We are forever here for Dipper the big scary demon screaming like a smol bby
Sometimes, it seemed like everything went in cycles. Names, traditions, media tropes, fashion – everything, all the way down to toys.
And lately, it was the no-tech toys that were all the rage. No electronics, no magic, just cloth or rubber or plastic, toys that the kids had to do all the work with. Historical toys from yesteryear.
The year, the toy to have was one that no adult really understood, one that had already had protests made over it, but that kids seemed to go mad for – or because of. It was a bit hard to tell over all the crying, sometimes. About half loved it, and the other half ran in terror.
Even the creator, who had designed the bear from historical records and faded photographs, didn’t understand how his creation had gotten so popular, though he enjoyed the money that came in even if he didn’t enjoy the scandal.
He’d intended the toy as a historical prop, a way to help kids connect to how things used to be, how terrifying the supernatural could be, complete with short books and hints for making the toy look like it was talking, and the kids had latched onto it fiercely.

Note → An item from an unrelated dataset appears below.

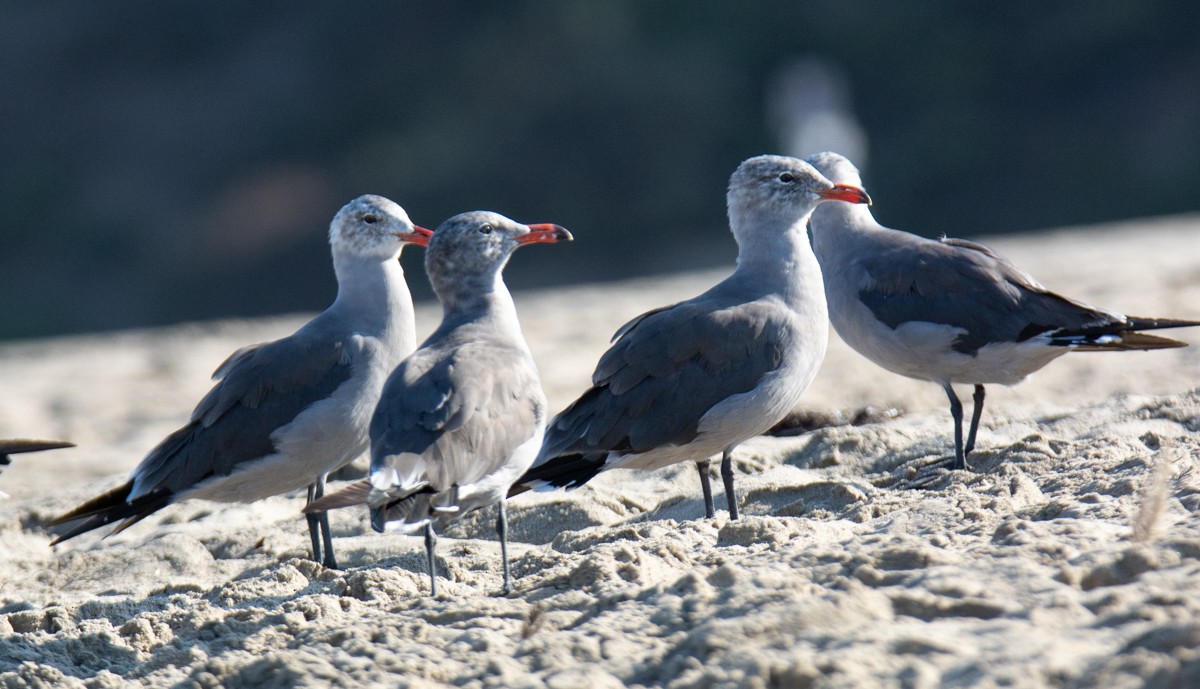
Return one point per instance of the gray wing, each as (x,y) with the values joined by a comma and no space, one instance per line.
(466,411)
(261,389)
(967,286)
(666,371)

Bear-O, with his ratty coveralls, his one snaggle tooth, his walleyes, was popular despite all the adults protesting that it would give their children nightmares, despite (or maybe because of) their reluctant admittance that it gave the adults nightmares.
Some kids even chose Bear-O to keep the nightmares away on the basis that he was scarier than most of their nightmares.
It made as much logic as anything else.